Decisão: NEGADO PROVIMENTO.
Área Temática: DIR CONST - DIR FUND. DIR INT PUBL - DIR HOMEM.
DIR CRIM - TEORIA GERAL / CRIM C/SOCIEDDADE.
Legislação Nacional:
Referências Internacionais: CONV EUR DIR HOMEM ART6.
Jurisprudência Nacional:
Sumário : I - Tal como tem sucedido em outras legislações, também, entre nós, o artigo 52 do Decreto-Lei 430/83 de 13 de Dezembro e o subsequente artigo 59 do Decreto-Lei 15/93 de 22 de Janeiro vieram permitir que um funcionário de investigação criminal, para fins de inquérito e sem revelação da sua qualidade e identidade, aceite a entrega de substâncias cujo tráfico é objecto daqueles diplomas. Trata-se do que entre nós diversa jurisprudência, tem chamado de "agente investigador", envolvido em necessária mas dissimulada colaboração com indivíduos dedicados ao crime.
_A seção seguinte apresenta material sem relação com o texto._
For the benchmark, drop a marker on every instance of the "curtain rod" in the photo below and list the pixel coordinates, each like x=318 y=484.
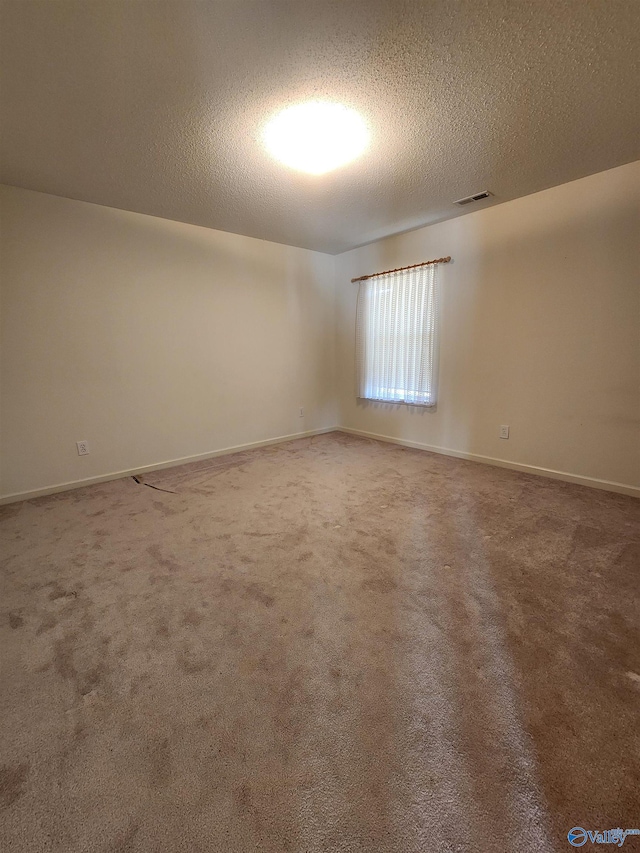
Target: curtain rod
x=400 y=269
II - No entanto, tal desvio aos métodos clássicos de investigação só é consagrado, no sentido de tolerar aquilo que aparentemente é uma colaboração com uma actividade criminosa em curso, não pretendendo com isso a lei permitir que o investigador adopte uma conduta de impulso ou instigação dessa actividade.
III - A alínea a) do n. 2 do artigo 126 do CPP proíbe a utilização de meios enganosos na obtenção das provas de que é exemplo máximo a hipótese em que o delinquente
é levado a agir por pressão ou sugestão de pessoa que julga ser um seu comparticipante ou, no caso de crimes de tráfico, uma pessoa interessada em adquirir o que ele se dispõe a vender, mas que é simplesmente um membro de entidade investigadora que age com o objectivo de arranjar elementos conducentes à sua punição.